I’ve recently seen lots of people tweeting this supposed newspaper clipping. An olde-timey warning about wearing flu masks.
But is it too good to be true?
The first thing to do with any image of a text quote is to search for the text.
Look, I’m not saying tumblr isn’t great, but… I wouldn’t exactly trust it as a primary source!
That said, tumblr has a neat feature which makes it easy to see where a popular image originally was posted.
In this case it appears to have originated at Yesterday In Print
There’s nothing on the site which screams “spoof” or “fake”. The site FAQ claims it posts genuine newspaper clippings.

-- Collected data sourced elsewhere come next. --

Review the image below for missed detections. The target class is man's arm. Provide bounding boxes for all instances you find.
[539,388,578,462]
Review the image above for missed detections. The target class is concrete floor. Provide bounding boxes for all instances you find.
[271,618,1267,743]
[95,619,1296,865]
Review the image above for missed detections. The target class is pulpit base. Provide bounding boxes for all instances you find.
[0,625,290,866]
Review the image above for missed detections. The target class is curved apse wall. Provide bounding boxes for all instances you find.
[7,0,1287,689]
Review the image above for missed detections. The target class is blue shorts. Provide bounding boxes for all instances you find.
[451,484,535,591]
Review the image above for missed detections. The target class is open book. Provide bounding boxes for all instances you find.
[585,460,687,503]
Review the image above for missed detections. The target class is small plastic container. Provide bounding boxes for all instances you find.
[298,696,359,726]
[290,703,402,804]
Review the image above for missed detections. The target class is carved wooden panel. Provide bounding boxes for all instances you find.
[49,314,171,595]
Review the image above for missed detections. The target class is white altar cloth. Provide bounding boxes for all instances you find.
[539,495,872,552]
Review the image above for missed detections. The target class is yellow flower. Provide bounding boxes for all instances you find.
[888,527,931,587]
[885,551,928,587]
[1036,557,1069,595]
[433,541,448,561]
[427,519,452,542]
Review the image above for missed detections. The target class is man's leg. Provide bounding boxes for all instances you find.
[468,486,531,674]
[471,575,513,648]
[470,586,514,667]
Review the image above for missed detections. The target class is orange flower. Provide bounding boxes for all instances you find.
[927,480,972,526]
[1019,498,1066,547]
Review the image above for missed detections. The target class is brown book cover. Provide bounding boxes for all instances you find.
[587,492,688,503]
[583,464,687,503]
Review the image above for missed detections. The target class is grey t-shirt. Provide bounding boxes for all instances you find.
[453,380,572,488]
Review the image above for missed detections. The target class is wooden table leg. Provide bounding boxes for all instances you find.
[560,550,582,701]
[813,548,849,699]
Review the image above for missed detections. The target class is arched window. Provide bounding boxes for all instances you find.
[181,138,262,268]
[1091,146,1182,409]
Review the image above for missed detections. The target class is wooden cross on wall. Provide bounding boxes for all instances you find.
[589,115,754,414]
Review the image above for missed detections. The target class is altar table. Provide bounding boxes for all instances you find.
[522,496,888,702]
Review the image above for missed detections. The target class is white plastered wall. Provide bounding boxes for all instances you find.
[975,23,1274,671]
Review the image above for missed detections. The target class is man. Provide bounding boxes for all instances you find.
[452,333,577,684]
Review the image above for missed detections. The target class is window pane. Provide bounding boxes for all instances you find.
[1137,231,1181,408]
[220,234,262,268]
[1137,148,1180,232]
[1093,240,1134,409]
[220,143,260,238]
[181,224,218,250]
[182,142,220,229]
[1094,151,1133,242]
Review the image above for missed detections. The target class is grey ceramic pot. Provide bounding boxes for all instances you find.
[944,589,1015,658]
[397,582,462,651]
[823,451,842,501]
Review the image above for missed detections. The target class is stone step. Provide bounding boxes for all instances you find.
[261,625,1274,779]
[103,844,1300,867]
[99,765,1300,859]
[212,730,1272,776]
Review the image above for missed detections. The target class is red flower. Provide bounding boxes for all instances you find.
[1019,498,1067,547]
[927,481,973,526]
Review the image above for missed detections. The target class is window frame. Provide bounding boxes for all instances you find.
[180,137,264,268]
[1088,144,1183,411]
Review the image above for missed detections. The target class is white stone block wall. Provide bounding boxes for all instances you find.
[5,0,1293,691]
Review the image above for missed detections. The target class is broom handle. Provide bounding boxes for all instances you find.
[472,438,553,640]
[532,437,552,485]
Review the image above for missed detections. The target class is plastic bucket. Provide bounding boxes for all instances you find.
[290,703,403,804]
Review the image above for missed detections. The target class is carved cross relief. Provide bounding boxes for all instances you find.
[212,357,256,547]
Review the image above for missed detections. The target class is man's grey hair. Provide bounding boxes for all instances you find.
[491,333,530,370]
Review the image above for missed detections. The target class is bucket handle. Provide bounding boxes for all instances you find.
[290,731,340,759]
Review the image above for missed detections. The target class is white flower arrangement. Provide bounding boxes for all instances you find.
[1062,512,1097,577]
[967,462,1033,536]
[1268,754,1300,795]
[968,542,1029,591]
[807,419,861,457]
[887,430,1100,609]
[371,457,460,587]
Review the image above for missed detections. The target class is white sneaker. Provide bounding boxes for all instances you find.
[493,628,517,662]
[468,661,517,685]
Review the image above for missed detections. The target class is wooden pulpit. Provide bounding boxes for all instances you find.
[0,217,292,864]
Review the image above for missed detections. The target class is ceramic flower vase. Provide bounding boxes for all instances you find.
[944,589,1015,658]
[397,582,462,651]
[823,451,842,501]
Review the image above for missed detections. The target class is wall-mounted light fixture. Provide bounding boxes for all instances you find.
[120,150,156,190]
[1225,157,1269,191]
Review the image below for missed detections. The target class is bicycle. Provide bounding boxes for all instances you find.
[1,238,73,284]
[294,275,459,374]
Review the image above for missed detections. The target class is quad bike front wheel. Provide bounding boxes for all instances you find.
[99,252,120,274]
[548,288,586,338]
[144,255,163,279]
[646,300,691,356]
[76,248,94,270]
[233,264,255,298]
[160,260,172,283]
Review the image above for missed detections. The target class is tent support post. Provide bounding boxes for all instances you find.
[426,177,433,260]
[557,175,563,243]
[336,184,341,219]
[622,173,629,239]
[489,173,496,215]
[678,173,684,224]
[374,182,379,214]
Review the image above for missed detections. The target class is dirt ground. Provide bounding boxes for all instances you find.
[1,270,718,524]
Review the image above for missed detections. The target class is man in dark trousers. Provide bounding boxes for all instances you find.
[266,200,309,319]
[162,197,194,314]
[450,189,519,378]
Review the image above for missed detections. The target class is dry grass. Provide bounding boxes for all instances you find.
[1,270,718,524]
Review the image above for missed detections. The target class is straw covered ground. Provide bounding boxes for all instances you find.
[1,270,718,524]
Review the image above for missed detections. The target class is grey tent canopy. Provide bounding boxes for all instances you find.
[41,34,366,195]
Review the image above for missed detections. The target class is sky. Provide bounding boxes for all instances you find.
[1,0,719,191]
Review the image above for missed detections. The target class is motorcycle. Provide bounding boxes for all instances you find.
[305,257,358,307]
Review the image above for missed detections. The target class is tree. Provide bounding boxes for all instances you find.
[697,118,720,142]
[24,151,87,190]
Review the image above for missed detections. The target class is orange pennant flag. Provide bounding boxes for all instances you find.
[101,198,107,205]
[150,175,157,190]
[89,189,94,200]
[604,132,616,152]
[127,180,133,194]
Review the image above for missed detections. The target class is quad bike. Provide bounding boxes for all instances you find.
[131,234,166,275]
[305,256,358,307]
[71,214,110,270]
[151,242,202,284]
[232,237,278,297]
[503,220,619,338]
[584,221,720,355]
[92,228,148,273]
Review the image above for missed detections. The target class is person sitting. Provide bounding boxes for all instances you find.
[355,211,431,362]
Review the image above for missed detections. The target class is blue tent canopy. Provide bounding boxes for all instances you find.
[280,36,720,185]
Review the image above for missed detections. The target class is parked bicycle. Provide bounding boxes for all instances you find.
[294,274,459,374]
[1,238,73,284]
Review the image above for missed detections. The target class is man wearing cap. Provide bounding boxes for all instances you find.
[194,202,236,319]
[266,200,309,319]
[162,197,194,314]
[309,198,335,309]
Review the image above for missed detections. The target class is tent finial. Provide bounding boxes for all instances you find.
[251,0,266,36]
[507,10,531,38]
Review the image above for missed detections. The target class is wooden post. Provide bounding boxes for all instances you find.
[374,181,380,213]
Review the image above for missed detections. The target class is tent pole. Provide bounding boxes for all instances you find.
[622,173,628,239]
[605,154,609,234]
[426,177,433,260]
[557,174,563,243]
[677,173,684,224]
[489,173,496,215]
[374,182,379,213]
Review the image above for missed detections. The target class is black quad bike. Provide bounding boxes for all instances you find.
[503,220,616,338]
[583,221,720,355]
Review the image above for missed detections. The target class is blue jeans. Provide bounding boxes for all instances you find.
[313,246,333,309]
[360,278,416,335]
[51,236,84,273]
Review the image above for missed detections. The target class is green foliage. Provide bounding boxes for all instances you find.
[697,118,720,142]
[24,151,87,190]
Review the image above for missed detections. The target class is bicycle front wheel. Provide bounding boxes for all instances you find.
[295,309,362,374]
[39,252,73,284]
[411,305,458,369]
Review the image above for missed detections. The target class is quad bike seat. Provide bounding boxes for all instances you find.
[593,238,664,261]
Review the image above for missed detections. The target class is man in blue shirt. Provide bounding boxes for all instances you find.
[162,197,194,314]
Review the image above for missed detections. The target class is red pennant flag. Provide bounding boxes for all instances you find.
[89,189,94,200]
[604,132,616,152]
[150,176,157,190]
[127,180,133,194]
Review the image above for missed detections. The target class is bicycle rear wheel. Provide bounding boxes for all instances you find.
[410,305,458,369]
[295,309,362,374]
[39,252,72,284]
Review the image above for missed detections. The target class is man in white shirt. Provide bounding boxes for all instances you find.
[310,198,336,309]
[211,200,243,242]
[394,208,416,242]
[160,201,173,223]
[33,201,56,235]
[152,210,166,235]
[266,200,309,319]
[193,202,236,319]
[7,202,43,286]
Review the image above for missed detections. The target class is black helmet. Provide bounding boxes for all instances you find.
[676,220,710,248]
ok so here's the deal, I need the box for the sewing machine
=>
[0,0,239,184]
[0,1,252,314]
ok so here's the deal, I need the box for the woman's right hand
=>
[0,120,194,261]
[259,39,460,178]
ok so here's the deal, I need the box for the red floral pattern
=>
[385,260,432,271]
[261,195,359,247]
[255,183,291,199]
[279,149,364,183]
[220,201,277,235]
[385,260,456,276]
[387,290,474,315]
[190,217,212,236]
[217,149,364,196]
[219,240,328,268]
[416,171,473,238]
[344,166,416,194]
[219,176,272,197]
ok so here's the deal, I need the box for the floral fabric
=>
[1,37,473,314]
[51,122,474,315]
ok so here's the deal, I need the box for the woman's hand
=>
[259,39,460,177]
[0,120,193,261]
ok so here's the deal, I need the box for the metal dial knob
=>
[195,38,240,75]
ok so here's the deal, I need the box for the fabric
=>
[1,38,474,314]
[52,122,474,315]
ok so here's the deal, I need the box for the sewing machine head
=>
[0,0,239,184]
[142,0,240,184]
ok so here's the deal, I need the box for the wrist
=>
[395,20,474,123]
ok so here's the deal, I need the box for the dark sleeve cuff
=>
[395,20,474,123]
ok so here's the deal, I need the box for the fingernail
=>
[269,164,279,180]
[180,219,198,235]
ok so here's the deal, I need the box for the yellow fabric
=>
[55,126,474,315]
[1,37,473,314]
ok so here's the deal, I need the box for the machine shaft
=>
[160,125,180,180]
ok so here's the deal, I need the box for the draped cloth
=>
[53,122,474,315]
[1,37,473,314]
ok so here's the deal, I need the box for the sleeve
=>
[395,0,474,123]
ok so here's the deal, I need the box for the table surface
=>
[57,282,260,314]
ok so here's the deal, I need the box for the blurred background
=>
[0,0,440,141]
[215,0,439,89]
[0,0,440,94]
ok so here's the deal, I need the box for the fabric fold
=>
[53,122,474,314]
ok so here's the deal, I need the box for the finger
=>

In this case, from “The Evening Star, Washington DC, October 16, 1918”
The USA’s Library of Congress has a good collection of old local newspapers. They’re all scanned and OCR’d.
Rather than labouriously read through each thrilling page, it is possible to search for the “many a man” phrase directly.
Hey presto! There’s the quote on page 6
Is the trail complete? Perhaps.
You can argue whether you think the Library of Congress is a trustworthy source, and you can contact Louisiana State University to see if the original paper is in their records, and you can believe the Illuminati have rewritten history. But you’ll do so from a place of informed knowledge – rather than from a graphic which could have been manipulated.
The whole investigation took me 5 minutes. A Web search, a few clicks, and some ctrl+f‘ing.
These are basic skills, and you should use those skills before you share something which sounds too good to be true.
Treat any claim without a URl as suspicious.